La mode dans mon groupe, c’était l’extrême sophistication. On s’habillait de tenues de soirée extravagantes et de tuniques à paillettes. On faisait semblant de fumer de fausses cigarettes faites de matières organiques inoffensives. On étincelait de bijoux, bracelets, boucles d’oreilles en métaux précieux des Astéroïdes. On parlait d’un ton élégant et désabusé en affichant un cynisme piquant à la Oscar Wilde ou à la Bernard Shaw. Le langage cru était exclu et aucun gros mot ne sortait de nos bouches distinguées.

Mais, malgré toute cette sophistication et cette élégance, ma petite réunion tournait au fiasco. C’était terriblement embarrassant d’avoir à leur annoncer que je ne pourrais pas les emmener avec moi sur Vénus. J’exprimai confusément les raisons de cette décision, et j’eus la surprise de lire du soulagement sur certains visages.

Mais sur certains seulement.

— Tu veux dire que tu m’as fait faire tout ce voyage depuis Boston simplement pour me dire que tu annules ton invitation ? demanda Quenton Cleary.

Il arborait un splendide uniforme cramoisi de hussard, muni d’une fourragère en or, la poitrine pleine de rubans et de médailles. Quenton, un vrai athlète, était la star de l’équipe internationale de volley qu’il avait mise sur pied. Il avait même organisé une rencontre sur la Lune avec l’équipe amateur de Sélène-City, et ils avaient failli gagner malgré les conditions très différentes.

— C’est impossible, dis-je misérablement. On ne pourra même pas trouver une cabine pour le Pr Cochrane.

Quand j’essayai à nouveau d’expliquer le contexte, Quenton attrapa sur la table le plateau de flûtes à champagne en cristal et le balança à travers le salon. Elles se fracassèrent en mille morceaux contre la cheminée de pierre.

Ça c’était tout Quenton, physiquement du moins. Mais il n’était pas idiot : il n’y avait personne près de la cheminée au moment de son geste de mauvaise humeur. Personne ne fut atteint, et cela n’endommagea pas non plus le Vermeer accroché au-dessus de la cheminée.

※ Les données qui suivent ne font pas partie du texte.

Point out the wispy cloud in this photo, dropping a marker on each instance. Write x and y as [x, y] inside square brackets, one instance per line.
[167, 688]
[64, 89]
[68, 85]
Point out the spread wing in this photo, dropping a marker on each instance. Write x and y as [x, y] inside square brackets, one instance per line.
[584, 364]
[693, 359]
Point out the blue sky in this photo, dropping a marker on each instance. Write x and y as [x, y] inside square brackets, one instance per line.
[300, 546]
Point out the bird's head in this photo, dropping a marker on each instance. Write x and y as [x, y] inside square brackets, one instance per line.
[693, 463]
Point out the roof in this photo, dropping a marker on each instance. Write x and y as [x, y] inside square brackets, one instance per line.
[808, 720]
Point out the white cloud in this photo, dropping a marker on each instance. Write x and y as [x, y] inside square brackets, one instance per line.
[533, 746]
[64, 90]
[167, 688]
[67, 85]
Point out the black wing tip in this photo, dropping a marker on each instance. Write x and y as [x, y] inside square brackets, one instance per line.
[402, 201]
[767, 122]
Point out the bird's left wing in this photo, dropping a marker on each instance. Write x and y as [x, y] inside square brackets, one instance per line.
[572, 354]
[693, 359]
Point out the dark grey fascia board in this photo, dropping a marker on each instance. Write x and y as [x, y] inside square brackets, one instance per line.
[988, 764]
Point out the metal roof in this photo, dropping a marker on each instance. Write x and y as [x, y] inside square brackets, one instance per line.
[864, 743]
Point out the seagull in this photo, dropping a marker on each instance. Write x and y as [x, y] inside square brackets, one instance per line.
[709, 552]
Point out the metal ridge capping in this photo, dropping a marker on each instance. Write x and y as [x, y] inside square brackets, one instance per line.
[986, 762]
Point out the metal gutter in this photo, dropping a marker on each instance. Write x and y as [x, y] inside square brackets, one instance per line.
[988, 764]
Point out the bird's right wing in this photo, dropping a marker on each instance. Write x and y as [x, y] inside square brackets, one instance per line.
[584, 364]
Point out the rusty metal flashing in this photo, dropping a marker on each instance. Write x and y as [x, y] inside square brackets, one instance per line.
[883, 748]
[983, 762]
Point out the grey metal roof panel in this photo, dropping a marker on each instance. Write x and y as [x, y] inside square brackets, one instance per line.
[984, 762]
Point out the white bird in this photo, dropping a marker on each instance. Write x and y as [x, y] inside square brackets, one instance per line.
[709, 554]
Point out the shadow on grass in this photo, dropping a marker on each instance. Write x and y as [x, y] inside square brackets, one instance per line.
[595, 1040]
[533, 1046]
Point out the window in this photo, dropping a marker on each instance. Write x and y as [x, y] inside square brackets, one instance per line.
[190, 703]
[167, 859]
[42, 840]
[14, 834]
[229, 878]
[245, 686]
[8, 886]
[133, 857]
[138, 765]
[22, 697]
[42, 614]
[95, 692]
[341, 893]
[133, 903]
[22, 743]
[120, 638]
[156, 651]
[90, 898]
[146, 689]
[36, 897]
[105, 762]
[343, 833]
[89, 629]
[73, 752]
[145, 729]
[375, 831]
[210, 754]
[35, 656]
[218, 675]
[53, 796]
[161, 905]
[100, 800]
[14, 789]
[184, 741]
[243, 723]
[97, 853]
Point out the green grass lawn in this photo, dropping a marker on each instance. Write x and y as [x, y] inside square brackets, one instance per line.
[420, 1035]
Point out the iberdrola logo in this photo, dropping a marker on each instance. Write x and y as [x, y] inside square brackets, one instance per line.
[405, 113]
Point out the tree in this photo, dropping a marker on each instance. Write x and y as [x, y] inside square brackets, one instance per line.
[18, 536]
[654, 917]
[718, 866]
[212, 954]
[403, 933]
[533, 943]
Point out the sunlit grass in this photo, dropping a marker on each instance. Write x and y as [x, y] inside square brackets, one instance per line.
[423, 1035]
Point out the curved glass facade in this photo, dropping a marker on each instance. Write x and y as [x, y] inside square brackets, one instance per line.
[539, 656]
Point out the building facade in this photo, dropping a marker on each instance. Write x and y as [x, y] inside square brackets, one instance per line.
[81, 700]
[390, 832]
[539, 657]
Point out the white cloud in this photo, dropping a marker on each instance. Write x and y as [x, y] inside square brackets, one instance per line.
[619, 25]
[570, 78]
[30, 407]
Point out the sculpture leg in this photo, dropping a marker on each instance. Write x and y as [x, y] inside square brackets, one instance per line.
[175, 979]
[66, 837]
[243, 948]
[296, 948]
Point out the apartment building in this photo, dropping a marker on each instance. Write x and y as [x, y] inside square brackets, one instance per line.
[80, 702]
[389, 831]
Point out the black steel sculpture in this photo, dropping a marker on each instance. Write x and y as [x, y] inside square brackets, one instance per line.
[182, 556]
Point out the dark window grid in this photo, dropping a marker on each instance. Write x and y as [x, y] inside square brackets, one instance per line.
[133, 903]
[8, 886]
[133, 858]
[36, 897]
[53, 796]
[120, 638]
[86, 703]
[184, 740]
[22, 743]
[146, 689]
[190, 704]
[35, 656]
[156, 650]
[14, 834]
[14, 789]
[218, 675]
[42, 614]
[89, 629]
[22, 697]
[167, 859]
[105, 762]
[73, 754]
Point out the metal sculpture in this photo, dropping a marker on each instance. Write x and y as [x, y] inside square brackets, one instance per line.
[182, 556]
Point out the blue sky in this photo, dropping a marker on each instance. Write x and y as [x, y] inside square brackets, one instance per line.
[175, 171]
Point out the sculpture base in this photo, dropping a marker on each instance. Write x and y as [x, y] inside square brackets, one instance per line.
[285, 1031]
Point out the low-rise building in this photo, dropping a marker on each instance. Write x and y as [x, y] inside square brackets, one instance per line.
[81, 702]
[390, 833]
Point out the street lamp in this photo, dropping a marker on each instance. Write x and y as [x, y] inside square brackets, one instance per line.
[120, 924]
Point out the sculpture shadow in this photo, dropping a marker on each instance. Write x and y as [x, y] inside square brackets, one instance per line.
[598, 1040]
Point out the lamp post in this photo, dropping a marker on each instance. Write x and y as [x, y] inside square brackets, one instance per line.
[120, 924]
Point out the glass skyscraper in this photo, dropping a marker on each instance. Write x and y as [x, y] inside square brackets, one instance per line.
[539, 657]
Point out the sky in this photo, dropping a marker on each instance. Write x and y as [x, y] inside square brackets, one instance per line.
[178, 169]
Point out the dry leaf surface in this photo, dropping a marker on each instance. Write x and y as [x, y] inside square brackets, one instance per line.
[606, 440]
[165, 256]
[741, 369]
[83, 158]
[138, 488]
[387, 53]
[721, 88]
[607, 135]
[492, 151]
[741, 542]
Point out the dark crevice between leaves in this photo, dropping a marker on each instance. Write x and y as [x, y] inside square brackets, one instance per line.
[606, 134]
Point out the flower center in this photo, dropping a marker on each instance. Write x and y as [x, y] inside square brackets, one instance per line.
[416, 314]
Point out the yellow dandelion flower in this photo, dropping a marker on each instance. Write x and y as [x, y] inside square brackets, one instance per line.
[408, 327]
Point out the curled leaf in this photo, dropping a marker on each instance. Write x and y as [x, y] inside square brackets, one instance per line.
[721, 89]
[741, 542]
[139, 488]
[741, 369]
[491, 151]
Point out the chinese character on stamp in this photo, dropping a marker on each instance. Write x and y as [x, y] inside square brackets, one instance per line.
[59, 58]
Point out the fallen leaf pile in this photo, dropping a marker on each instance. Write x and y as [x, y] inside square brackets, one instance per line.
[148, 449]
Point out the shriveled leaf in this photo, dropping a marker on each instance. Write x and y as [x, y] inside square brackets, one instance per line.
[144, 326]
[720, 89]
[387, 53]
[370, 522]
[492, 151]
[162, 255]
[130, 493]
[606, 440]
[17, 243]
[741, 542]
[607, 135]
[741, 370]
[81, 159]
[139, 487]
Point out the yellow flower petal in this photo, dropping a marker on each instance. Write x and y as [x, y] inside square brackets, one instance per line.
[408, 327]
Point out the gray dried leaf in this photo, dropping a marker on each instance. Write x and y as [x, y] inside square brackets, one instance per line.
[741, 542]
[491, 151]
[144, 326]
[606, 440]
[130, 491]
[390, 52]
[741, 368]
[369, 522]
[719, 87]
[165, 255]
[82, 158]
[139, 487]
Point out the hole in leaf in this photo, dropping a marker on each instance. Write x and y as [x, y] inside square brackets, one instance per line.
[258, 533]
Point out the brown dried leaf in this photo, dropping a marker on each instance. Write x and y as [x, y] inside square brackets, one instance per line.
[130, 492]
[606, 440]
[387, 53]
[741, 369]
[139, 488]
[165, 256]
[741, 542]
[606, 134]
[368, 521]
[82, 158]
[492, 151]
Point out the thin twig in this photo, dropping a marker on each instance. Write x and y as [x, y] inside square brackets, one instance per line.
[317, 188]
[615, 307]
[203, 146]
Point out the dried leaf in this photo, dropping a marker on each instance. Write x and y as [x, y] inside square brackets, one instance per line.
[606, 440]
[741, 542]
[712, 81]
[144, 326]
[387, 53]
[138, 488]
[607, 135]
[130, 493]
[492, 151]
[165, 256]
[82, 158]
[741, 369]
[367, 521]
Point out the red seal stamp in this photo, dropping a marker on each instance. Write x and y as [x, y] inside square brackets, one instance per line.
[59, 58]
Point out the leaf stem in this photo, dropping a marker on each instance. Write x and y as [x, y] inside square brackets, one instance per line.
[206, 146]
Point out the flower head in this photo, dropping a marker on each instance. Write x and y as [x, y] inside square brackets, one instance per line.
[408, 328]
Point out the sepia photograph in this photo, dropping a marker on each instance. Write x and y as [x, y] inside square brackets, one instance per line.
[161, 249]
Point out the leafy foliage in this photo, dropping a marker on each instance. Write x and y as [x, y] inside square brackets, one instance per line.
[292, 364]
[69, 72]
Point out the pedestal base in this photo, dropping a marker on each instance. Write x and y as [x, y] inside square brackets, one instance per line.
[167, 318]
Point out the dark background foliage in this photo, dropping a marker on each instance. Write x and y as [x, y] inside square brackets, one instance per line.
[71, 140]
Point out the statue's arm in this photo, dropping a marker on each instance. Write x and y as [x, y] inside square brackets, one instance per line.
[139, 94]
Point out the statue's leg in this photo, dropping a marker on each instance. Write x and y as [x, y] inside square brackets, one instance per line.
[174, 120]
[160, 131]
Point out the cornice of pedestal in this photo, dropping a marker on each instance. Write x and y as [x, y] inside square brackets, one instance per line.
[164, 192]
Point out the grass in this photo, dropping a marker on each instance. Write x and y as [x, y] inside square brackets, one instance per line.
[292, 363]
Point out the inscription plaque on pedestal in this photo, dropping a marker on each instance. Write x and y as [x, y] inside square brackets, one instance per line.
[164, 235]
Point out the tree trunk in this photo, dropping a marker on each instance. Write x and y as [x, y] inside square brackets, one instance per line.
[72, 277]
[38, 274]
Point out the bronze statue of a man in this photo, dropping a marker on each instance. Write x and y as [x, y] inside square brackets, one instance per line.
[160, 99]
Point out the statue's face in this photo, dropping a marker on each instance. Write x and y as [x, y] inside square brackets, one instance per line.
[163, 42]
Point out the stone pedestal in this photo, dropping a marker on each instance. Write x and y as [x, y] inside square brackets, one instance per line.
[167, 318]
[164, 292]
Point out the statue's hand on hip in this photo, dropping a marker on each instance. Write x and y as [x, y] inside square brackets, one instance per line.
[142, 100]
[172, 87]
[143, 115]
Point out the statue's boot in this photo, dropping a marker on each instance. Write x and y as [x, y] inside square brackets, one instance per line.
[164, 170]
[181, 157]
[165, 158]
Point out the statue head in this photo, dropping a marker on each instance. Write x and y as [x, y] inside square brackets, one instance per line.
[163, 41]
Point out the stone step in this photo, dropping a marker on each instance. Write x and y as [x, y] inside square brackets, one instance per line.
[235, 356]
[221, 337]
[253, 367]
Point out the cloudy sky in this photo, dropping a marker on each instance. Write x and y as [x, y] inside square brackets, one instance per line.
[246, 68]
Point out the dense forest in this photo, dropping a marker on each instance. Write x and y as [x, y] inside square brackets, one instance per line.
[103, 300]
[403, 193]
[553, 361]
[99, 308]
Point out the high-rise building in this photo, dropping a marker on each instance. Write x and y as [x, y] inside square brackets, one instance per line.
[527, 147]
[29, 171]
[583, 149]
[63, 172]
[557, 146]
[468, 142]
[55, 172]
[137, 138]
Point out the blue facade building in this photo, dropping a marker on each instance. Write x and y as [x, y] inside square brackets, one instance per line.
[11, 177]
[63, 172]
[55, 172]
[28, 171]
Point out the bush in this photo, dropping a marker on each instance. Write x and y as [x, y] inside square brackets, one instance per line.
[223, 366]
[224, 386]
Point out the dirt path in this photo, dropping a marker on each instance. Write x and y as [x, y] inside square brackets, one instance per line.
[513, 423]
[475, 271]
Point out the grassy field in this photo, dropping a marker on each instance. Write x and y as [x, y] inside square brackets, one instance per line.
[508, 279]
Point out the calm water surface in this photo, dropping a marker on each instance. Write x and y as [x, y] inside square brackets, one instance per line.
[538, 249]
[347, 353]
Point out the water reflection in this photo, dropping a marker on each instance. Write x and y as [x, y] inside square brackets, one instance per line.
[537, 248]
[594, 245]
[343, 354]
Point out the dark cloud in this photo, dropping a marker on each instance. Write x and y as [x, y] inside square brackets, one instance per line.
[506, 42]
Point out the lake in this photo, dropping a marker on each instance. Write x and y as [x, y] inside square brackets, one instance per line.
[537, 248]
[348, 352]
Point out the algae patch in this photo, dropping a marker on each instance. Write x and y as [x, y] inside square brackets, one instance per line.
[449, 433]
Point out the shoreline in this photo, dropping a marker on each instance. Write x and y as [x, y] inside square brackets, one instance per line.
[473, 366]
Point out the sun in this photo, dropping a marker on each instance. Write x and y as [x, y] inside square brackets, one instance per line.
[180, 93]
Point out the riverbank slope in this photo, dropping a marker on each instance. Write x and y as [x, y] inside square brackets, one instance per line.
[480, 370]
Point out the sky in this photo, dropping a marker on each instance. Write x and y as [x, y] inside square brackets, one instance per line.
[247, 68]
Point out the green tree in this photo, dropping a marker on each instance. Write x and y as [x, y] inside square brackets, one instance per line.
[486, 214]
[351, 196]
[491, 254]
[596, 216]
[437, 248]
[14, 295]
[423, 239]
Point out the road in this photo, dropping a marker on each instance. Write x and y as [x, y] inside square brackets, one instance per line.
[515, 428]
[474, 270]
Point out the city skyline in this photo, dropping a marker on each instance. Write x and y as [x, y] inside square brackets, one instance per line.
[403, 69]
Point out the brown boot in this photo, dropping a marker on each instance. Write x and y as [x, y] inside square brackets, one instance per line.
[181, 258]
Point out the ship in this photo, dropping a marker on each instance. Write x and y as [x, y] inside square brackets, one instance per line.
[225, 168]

— Tu charries, Quenton ! dit Basil Ustinov.

— Mais tu te rends compte que je suis venu de Boston pour ça ! pesta Quenton, furieux.

— Et moi je viens de Saint-Pétersbourg, riposta Basil. Et alors ? Moi aussi je suis déçu, mais si Van ne peut rien y faire il n’y a pas de raison de tout casser chez lui.

Tous étaient venus de loin, en fait, sauf Gwyneth, qui suivait en ce moment des études à Barcelone. Bien entendu, avec les Clipperships, il n’y avait pas plus d’une heure entre deux aéroports importants sur Terre. Il me fallait plus de temps pour aller de New Palma jusque chez moi là-haut dans les hauteurs de Majorque, que pour voler jusqu’à Boston. J’avais envisagé de faire aménager ici un terrain d’atterrissage pour hélicoptères ou petits jets, mais j’avais renoncé à me bagarrer à ce sujet avec mes voisins et avec les autorités locales.

Je comprenais parfaitement leurs réticences, d’ailleurs. Il régnait un calme merveilleux dans ces collines, loin du tonnerre des réacteurs et du tourbillon des hélicos. Même les bus de touristes étaient interdits de passage dans la cité, et du coup cette partie de l’île baignait dans la tranquillité.

Assis là dans le confort douillet de mon divan préféré, contemplant la Méditerranée à travers la grande baie vitrée, je réalisai à quel point j’aimais cet endroit. La mer était calme, la longue houle plate se colorait d’un couchant rosé. Les collines descendaient en une succession de terrasses garnies de jardins potagers et de vignes. Hannibal avait vu ces terrasses. Cette terre avait été cultivée bien avant qu’on commence à en écrire l’histoire.

L’élévation du niveau des mers avait entraîné l’inondation des plages, bien sûr, et aussi de la vieille ville de Palma. Même la petite mer Méditerranée avait avalé ses anciens rivages. Mais Majorque restait aussi près d’un paradis qu’on pouvait l’imaginer.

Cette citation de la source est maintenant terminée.